The important Hellenised indigenous site of contrada San Benedetto di Caltabellotta has yielded numerous traces that indicate that it was a privileged place for human settlement as early as the prehistoric age. Beneath the remains of the Greek settlement dating from the end of the 6th to the beginning of the 5th century B.C., substantial traces of an indigenous village dating from the 8th to the 7th century B.C. have been found. Recent investigations have also brought to light a section of wall with associated material from the Recent Bronze Age.

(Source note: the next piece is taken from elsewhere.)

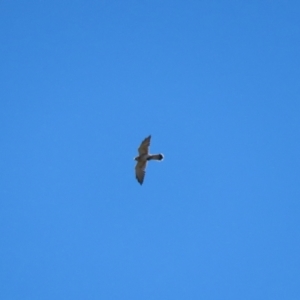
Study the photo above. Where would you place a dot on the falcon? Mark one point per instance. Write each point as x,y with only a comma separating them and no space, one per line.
142,159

From the middle of the 6th century B.C., under the expansionist thrust of Selinunte, the centre increasingly acquired a cultural imprint of Greek matrix. After its destruction in the mid-5th century B.C., the city was reborn at the beginning of the 4th century B.C., probably as the phrourion (fortress) Carthaginian, inserted along the line of defence that runs between the Platani and Belice rivers. The centre was finally destroyed at the beginning of the 3rd century B.C., probably following the events of the First Punic War.
The perimeter of the city walls has been partially identified, of which three long sections and two circular towers have been brought to light. A vast and monumental cult area is also known, characterised by sacred buildings built with large square blocks and defined by an imposing portico located along the south side of the plateau, of which the foundation cuts remain.